The school farm featured about two or three acres given over to growing things.

Mostly smallish plots where classes did stuff as part of their Agriculture course (we had to do it to A level). Vegetables, bit of hydroponics but also things like wheat and corn.

It was also an area ripe for bad behaviour. Dirt clod fights were a regular feature ( seem to have spent quite a lot of my younger years throwing things) but there was better. A period when I was about 16 setting other kids’ hair on fire was a bit of a fad. This was the most popular area for it as in the open air and away from the prying eyes of the staff.

Thing is hair doesn’t have nerves so the usual way of being alerted to it was the smell. Fortunately we all had early 80s shaggy hair styles so this happened before it reached your  scalp and started to do serious damage. We all carried matches or cigarette lighters around as a matter of course.

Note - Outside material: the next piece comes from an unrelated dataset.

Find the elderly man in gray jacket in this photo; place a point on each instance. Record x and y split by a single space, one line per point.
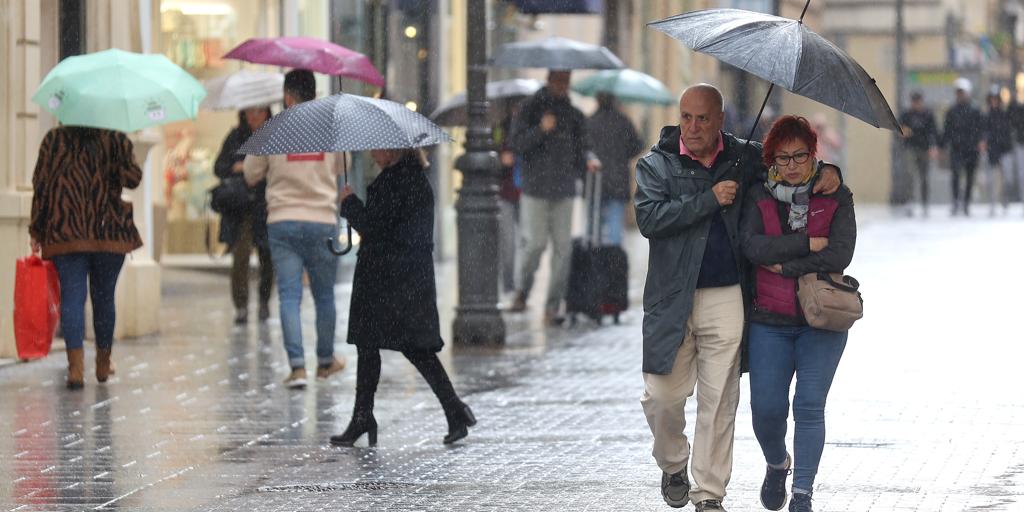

The orchard though was the best part. I think I’ve mentioned in a previous piece that I often rounded the school year off by filling my school bag with as many peaches as I thought were edible. Fruit fly is a big problem in Oz so you had to make sure the whole place hadn’t been sprayed with insecticide before consuming the produce. Oranges were another source of food – my main mistake was nicking a load of them before they were ripe – like eating lemons.

The crowning glory though was the mulberry tree. These things are massive if you let them grow. I think they bore fruit in the middle of the year and annually – if we’d behaved well you got a 10 or 15 minute go on the fruit. Hence a lot of people covered in fuschia coloured juice. Eating so much raw fruit so quickly meant a fair few had the shits the next day or farting like Emily Thornberry after a good time at the buffet. No doubt it was a pleasant experience for the teachers.

Mulberry Tree
Glmory, CC0, via Wikimedia Commons

There were also a few macadamia trees. Macadamias are the king of nuts but I have never seen a tree here. Problem with them is its impossible to open them without nutcrackers or a hammer. Once I’d harvested a few dozen I had to get home and surreptitiously remove the family nutcrackers from the kitchen drawer. Then try and crack them open without attracting the attention of my folks.

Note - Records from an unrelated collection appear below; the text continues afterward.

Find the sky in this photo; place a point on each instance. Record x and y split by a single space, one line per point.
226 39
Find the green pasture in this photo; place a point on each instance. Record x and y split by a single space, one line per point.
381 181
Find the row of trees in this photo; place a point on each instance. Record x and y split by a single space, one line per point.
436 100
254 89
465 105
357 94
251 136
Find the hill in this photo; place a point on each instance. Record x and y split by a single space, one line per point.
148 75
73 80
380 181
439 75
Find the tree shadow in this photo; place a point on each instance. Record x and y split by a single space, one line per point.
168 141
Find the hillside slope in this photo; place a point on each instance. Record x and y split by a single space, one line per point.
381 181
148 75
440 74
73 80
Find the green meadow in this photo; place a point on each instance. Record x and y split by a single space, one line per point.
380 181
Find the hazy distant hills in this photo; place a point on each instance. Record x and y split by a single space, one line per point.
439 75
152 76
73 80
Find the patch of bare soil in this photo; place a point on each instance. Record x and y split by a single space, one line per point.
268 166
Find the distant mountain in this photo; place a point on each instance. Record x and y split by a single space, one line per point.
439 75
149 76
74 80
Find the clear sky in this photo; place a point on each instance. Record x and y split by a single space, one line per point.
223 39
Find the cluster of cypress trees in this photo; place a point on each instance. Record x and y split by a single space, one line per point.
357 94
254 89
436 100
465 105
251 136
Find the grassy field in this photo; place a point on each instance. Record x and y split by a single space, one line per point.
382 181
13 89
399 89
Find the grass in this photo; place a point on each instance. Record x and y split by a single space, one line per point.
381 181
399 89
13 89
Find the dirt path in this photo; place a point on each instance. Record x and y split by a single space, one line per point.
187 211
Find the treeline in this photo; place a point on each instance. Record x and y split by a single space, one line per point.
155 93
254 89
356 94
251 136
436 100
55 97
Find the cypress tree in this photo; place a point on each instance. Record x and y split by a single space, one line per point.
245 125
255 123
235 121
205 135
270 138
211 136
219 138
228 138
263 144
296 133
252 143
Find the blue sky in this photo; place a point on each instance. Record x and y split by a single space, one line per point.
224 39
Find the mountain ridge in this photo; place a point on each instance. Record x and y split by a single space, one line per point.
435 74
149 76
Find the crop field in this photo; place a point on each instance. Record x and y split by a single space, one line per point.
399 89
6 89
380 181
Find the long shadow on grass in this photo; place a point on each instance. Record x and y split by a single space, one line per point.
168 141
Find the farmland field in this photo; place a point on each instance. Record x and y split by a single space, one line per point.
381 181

Looking back Mum and Dad must have known what I was extracting from the school farm but chose not to delve into it.

The Dam

The dam was right in the nether regions of the farm – a good 15 minute walk  from the school buildings. I’m not quite sure how it was formed but from memory it was a natural pool from a creek that had been built up by blocking some of the waterflow at one end.

I’m guessing it was about a 100 yards long and maybe 30 yards wide. It featured a grassy ban on both sides with rear end having a bit of forestry before the houses started.

One year there was a drought – I mean a real one not the sort the BBC and Daily Mail promote. The dam shrunk to about 50 per cent of it’s normal size. This killed a fair bit of the wildlife in it whose rotting corpses fetched up on the side. Unfortunately this was mainly eels who made you think of people like Mandelson rather than wondering whether to jelly them and eat with mash.

One of the consequences was that the lower end of the dam was reduced to a stream maybe three feet wide. I remember lounging on the bank at the back while one of my classmates was on the other side and wondering the quickest way round. We beckoned him to just skip across the mud, leap the stream and join us. None of us realised that because the mud had been underwater for years it was really deep. He got about four paces in before he was up to his arse in the stuff. It was probably quite dangerous when I think about it.

Those school trousers probably had to go in the bin when he got home.

As you can see I was a lucky lad to have had all these experiences.